Faz parte da temática geral presente no Livro do profeta Amós a crítica à ganância de bens. E a crítica feita por Amós é exatamente pelo fato que a abundância de alguns passa necessariamente pela deficiência de outros e a de colocar o dinheiro como deus próprio de alguns. A denúncia de Amós se apresenta ainda como uma denúncia pertinente aos nossos dias, onde dentro de uma lógica do lucro desenfreado, se é capaz de reduzir o outro e a própria criação a meros instrumentos. Quanta exploração encontramos em relação aos irmãos. É nesse sentido que a vivência do Evangelho nos leva a consequências sociais muito claras. Não é por uma ideologia política que buscamos a justiça social, mas é uma questão de Evangelho. A palavra de Deus nos faz pensar no outro com carinho, como nosso irmão e não como objeto de exploração. Curiosamente é isso mesmo que nos fala a segunda leitura (1Tm 2, 1-8), quando nos convida a rezar pelos governantes:
Caríssimo: Antes de tudo, recomendo que se façam preces e orações, súplicas e ações de graças, por todos os homens; pelos que governam e por todos que ocupam altos cargos, a fim de que possamos levar uma vida tranquila e serena, com toda piedade e dignidade. Isto é bom e agradável a Deus, nosso Salvador; ele quer que todos os homens sejam salvos e cheguem ao conhecimento da verdade. Pois há um só Deus, e um só mediador entre Deus e os homens: o homem Cristo Jesus, que se entregou em resgate por todos. Este é o testemunho dado no tempo estabelecido por Deus, e para este testemunho eu fui designado pregador e apóstolo, e – falo a verdade, não minto – mestre das nações pagãs na fé e na verdade. Quero, portanto, que em todo lugar os homens façam a oração, erguendo mãos santas, sem ira e sem discussões.

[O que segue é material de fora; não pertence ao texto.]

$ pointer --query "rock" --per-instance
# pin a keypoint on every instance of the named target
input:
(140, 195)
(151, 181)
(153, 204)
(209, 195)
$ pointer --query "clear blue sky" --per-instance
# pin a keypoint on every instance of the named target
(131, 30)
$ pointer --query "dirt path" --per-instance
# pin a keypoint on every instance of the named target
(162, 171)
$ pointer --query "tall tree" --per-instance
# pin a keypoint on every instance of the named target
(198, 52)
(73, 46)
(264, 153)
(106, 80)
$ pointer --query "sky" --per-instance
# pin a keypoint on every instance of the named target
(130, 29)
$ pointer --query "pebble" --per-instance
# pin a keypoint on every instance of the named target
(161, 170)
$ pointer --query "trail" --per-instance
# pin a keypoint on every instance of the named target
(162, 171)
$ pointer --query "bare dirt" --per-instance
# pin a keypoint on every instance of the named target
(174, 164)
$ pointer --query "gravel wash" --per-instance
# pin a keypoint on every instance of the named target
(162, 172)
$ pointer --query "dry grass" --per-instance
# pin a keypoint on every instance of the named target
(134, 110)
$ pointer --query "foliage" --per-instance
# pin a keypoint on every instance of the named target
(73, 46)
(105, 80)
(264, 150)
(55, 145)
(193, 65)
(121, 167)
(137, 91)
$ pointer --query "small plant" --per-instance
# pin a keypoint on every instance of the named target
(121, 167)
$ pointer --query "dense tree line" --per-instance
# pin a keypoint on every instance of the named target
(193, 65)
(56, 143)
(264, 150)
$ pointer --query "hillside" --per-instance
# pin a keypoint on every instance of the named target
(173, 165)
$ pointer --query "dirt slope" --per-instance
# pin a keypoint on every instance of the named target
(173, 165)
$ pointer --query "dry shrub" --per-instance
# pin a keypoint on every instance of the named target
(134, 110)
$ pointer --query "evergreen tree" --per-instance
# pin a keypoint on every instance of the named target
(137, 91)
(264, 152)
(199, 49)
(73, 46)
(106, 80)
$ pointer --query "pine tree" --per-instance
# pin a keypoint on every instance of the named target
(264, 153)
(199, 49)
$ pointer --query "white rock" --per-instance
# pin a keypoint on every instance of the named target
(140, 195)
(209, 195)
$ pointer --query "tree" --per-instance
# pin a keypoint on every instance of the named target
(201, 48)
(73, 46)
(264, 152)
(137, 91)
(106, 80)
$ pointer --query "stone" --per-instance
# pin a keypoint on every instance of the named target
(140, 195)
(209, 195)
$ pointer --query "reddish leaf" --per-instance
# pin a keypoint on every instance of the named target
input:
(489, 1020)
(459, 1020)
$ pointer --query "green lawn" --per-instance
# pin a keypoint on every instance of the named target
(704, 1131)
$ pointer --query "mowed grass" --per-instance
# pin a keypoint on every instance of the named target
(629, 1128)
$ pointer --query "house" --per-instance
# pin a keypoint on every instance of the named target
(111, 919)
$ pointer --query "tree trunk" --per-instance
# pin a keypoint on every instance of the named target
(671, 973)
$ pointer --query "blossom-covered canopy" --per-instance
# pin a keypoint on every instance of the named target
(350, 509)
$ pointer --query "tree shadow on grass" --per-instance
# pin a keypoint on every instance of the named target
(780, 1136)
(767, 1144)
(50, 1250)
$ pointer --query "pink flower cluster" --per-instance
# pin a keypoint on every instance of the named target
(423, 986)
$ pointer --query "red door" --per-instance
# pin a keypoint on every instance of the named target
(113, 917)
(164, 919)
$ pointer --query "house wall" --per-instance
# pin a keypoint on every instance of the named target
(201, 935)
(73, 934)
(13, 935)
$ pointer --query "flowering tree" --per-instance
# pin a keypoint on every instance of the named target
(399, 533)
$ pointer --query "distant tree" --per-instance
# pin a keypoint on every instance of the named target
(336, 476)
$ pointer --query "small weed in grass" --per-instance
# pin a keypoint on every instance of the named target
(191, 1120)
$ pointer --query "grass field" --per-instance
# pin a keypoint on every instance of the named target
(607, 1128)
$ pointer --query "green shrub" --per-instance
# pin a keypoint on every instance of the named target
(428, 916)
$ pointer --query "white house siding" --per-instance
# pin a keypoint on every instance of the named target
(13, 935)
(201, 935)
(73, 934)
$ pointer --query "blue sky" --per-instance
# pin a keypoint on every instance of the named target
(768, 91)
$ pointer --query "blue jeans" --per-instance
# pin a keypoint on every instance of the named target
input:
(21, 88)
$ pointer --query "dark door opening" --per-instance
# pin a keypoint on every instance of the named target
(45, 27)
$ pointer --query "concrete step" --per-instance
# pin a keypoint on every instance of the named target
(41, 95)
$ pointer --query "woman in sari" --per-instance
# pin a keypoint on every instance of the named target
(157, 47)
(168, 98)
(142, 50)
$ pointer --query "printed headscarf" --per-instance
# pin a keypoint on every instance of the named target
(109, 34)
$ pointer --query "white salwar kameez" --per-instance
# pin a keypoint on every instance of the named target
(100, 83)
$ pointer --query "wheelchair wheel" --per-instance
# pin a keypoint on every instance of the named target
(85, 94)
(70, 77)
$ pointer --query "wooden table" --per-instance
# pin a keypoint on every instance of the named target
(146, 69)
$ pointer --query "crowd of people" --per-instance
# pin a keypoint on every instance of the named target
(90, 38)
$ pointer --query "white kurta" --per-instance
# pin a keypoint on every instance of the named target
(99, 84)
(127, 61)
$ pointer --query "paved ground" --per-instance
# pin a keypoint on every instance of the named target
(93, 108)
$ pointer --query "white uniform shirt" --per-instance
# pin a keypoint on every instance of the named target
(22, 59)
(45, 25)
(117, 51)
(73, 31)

Infelizmente vemos a ação dos responsáveis das ações pautada primeiramente no interesse próprio e deixando a questão do bem comum quase que em último lugar. É por esse motivo que a oração pelos governantes se apresenta como realidade constante na vida da nossa liturgia, para que governem com justiça e velem pelos interesses do povo. Os políticos e todos aqueles que pertencem à esfera do serviço público, dentro de uma realidade democrática, são representantes do povo, são servidores. Peçamos que nossos políticos não sejam corrompidos pelo exercício do poder nem das facilidades inerentes à sua função, mas que sejam promotores de paz e fraternidade. Eis aí algumas das consequências do Evangelho e da Palavra de Deus que nos foi dirigida.
A segunda leitura ainda segue falando da mediação única de Cristo e do desejo e oportunidade de salvação oferecidos aos homens de toda a terra e de todos os tempos. Paulo lembra também o horizonte da universalidade da salvação: é desejo do coração de Deus que todos os homens tenham acesso à plenitude que só o Evangelho pode oferecer. Um dos motivos da atividade evangelizadora da Igreja está exatamente nesse desejo de que todos os homens possam conhecer a verdade do Evangelho e passem a ter vida e vida em abundância.
Tantas são as consequências da vida que experimentamos de pessoas que vivem somente centradas em si mesmas, trazendo uma sociedade de injustiças e violências. Rezemos por nossos governantes para que governem com justiça; que não façamos de nós, vidas que servem ao dinheiro e que mesmo que tenhamos bens que os utilizemos para ajudar os outros, nunca para oprimir os outros. Que saibamos valorizar a dignidade humana. Que a palavra do Senhor nos faça caminhar mudando essa sociedade: homens novos a partir da novidade do Evangelho. Que Deus nos abençoe a todos.